1. Un Natale rovinato?

Un altro “Natale di guerra” con il covid - il secondo dallo scoppio della pandemia - mette a dura prova il clima festoso che ha sempre caratterizzato questa festa. Già la formula del “distanziamento sociale” contraddice la sua essenza, che tradizionalmente è quella di riunire intorno a una bella tavola imbandita, in un clima di serena distensione e di allegria, le famiglie disperse, gli amici lontani, tutti coloro che i ritmi inesorabili della società contemporanea  hanno diviso nel corso dell’anno. E invece no: mascherine, niente abbracci, niente assembramenti, ambienti ben aereati (e quindi esposti al freddo invernale).

E questo è ancora solo un aspetto, per quanto importante, del problema. Per ciò che ormai da tempo il Natale significa nella società odierna – la celebrazione del consumismo di massa -  la pandemia viene a rovinare  anche l’economia, rendendo più precaria la corsa agli acquisti, i viaggi, le cene al ristorante. Anche perché il virus ha rivelato una terribile capacità di mutazione e si ripresenta in sempre nuove varianti – l’ultima è quella omicron - , facendo temere che presto non basteranno più per definirlo tutte le lettere dell’alfabeto greco.

2. La nuova conflittualità sui vaccini e il green pass

C’è tuttavia qualcosa, nel momento attuale, che colpisce più alla radice il senso del Natale.
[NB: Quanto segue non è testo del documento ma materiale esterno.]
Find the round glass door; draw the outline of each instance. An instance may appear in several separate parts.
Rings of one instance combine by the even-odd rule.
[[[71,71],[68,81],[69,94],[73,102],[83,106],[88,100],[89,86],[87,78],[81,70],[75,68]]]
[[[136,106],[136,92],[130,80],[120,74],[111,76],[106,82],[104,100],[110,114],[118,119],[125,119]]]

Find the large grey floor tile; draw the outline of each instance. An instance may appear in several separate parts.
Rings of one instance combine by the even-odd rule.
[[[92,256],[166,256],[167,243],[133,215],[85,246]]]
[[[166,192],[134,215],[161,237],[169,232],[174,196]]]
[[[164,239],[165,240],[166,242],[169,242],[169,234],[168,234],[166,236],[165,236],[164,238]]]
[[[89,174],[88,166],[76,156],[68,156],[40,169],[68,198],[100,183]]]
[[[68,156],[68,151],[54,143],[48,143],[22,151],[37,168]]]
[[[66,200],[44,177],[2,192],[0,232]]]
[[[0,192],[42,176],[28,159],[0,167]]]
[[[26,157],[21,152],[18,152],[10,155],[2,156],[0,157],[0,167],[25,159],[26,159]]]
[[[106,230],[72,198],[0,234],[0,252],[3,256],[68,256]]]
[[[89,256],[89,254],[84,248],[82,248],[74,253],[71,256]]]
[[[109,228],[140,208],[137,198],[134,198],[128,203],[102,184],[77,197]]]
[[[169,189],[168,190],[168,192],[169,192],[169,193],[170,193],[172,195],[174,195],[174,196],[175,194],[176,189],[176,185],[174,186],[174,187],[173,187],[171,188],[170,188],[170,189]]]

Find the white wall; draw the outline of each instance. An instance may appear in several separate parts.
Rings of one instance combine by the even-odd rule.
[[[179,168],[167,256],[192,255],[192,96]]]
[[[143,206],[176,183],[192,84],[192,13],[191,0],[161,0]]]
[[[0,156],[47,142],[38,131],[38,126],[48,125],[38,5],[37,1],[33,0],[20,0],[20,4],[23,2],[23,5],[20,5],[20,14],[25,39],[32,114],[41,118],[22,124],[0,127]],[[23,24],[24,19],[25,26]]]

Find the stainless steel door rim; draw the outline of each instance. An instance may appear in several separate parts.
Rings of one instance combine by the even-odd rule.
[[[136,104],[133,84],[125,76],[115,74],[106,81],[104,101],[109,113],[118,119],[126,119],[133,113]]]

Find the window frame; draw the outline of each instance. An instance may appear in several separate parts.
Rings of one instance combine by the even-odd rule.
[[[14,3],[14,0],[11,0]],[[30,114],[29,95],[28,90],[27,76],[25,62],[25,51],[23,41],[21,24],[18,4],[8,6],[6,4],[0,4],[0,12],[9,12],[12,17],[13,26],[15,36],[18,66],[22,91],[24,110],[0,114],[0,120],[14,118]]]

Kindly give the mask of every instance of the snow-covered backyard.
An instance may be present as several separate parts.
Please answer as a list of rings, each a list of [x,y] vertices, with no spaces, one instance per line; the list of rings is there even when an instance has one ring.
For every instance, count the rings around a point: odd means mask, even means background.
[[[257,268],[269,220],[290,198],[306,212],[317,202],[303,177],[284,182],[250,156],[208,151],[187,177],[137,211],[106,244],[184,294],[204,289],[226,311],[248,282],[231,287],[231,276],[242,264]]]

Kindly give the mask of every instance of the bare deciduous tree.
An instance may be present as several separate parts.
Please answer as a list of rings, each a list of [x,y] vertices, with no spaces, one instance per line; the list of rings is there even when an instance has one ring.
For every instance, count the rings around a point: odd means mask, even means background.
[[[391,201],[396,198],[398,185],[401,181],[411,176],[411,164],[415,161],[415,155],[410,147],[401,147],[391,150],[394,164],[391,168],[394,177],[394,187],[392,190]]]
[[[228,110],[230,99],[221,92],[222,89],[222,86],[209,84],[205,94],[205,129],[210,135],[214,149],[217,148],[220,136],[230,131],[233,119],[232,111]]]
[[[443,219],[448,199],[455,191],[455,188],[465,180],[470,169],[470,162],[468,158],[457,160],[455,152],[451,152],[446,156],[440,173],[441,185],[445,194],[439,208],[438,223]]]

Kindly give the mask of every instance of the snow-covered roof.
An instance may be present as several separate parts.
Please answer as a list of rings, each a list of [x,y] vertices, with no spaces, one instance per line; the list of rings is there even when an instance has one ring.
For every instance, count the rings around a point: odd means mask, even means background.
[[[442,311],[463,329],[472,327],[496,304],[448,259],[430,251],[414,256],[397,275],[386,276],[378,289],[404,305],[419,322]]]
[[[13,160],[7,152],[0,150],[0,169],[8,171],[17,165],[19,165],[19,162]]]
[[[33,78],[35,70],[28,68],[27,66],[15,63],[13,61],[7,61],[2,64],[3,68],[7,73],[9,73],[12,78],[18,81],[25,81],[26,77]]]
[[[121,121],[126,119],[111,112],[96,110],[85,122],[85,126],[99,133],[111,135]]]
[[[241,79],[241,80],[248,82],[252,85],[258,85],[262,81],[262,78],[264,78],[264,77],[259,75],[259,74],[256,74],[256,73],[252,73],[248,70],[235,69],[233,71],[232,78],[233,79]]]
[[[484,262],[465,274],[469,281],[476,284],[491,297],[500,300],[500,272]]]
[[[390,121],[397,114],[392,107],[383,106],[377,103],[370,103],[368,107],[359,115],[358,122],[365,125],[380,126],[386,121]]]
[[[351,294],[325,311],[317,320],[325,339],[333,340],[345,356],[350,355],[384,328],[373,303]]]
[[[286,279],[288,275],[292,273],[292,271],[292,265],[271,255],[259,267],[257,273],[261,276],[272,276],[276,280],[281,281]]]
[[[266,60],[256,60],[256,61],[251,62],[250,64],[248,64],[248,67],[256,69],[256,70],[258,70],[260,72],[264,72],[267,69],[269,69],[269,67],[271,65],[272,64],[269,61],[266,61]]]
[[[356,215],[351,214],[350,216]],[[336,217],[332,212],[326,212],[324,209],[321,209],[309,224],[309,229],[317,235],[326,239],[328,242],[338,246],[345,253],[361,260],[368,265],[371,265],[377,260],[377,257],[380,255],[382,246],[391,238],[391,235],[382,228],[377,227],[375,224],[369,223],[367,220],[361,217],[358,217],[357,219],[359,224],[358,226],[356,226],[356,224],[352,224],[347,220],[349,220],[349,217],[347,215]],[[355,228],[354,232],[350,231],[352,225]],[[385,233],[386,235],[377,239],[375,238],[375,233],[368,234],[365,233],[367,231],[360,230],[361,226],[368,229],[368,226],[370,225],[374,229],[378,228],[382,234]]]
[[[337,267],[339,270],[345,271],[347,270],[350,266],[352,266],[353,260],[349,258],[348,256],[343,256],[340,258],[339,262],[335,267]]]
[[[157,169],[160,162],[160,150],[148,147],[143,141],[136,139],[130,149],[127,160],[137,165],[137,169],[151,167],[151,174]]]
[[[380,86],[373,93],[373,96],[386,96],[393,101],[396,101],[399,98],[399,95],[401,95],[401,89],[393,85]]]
Essa ha sempre rappresentato la festa della bontà, in cui la durezza dei cuori si scioglie e lascia affiorare barlumi di solidarietà e di fraternità abitualmente soffocati dalle logiche spietate del “terribile quotidiano”.

Di questa fraternità, oggi, stentiamo molto a vedere delle tracce. Le misure approntate dai vai governi per contenere la pandemia, in particolare la campagna vaccinale e l’obbligo del green pass, hanno scatenato in diversi Paesi reazioni che vanno dal rassegnato vittimismo di chi deve sottostare a una prevaricazione dei propri più sacri diritti,  a una protesta, che assume anche forme violente.

Ormai tramontate le guerre di religione, finiti anche i tempi delle contrapposizioni ideologiche, sperimentiamo con un po’ di stupore che le fratture,  un tempo dovute a quelle divergenze ideali, si verificano oggi, con non minore drasticità, per la questione dei vaccini.  Quello che nel vangelo si preannunziava come effetto  della nuova fede - «separare l'uomo da suo padre e la figlia da sua madre e la nuora da sua suocera» (Mt 10,35) – lo stiamo oggi sperimentando per i problemi legati all’esistenza della pandemia e alle eventuali misure  per il suo contenimento.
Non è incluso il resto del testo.